La comparaison entre l’hymne de Raôul Duguay/Alain Sauvageau et la chanson historique de Gauthier devrait d’ailleurs susciter d’autres candidatures.

Mais est-ce le moment de penser à un hymne? Comme je l’écrivais dans mon livre Nous, j’ai longtemps pensé que les promoteurs d’un hymne national québécois faisaient preuve d’enthousiasme prématuré.

Je croyais naguère cette tâche plus utile pour les premiers mois d’un Québec devenu souverain. Mais on sent qu’il nous en manque un bout, musicalement parlant, lorsqu’on entend, à chaque étape du Mundial par exemple, nos compatriotes encourager les équipes de leurs pays d’origine avec ces chants enracinés en eux.

L’heure me semble en fait venue d’un grand concours débouchant, dans ce pays de chansons et de grandes et belles voix, en un hymne émouvant,  rassembleur… mais un peu moins pompeux que ce que la SSJB nous propose. Le 24 juin qui vient pourrait être le point de départ — et nullement le point d’arrivée — de cette recherche de mots et de sons. (La SSJB avait sollicité plusieurs artistes l’an dernier, sans succès. Une rallonge de temps s’impose…)

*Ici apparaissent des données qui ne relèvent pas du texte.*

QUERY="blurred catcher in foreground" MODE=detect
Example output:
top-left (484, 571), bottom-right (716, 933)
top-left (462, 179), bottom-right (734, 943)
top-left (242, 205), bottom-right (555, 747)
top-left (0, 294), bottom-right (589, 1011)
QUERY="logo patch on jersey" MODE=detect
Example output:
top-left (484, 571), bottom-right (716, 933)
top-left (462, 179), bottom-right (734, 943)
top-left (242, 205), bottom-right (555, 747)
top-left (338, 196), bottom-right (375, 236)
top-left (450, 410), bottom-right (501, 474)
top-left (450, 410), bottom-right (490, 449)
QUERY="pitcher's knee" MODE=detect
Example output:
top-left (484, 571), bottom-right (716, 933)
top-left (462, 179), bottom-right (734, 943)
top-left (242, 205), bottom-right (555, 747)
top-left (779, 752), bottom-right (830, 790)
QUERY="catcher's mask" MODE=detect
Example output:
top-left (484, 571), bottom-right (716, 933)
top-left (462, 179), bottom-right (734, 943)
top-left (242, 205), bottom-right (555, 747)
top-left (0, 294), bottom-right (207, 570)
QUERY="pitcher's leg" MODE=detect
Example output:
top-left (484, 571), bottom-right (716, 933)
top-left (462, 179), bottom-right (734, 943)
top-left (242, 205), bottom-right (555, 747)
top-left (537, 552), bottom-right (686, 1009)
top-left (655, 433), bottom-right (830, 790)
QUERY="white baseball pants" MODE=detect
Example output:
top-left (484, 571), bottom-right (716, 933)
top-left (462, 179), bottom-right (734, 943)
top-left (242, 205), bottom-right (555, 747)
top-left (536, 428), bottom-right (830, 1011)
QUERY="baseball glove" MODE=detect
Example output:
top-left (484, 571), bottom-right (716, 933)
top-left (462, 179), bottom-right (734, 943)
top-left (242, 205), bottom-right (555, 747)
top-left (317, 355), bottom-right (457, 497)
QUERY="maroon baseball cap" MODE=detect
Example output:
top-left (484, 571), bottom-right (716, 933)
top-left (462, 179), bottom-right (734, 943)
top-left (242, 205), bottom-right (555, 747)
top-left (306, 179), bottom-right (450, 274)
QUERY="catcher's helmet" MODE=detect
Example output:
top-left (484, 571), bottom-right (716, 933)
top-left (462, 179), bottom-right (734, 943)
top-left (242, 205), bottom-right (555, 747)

Évidemment cela irait mieux si cette volonté se mariait à l’adoption, par un futur gouvernement pour qui l’identité québécoise a un sens, d’autres mesures affirmant l’estime de soi des Québécois.

Si les Québécois se musclent l’épine dorsale, affirment sans inhibition leur présence et leur volonté d’être respectés, s’ils posent des règles nouvelles, sur la langue, la laïcité, la citoyenneté, respectueuses de leur existence comme peuple singulier et ouvertes à tous ceux qui veulent se joindre à eux avec leurs apports originaux mais dans le respect de ces règles, nous aurons créé un climat nouveau, plus sain.

Nos nouveaux citoyens se plieront d’autant plus aux décisions de nos élus et de nos juges qu’ils auront été informés, avertis, accueillis par un peuple qui sait ce qu’il est et ce qu’il veut. Et qui peut, en plus, le chanter.

(Les membres Facebook peuvent d’ailleurs aller voter pour « Le plus beau voyage » — ou une autre proposition — sur cette page.)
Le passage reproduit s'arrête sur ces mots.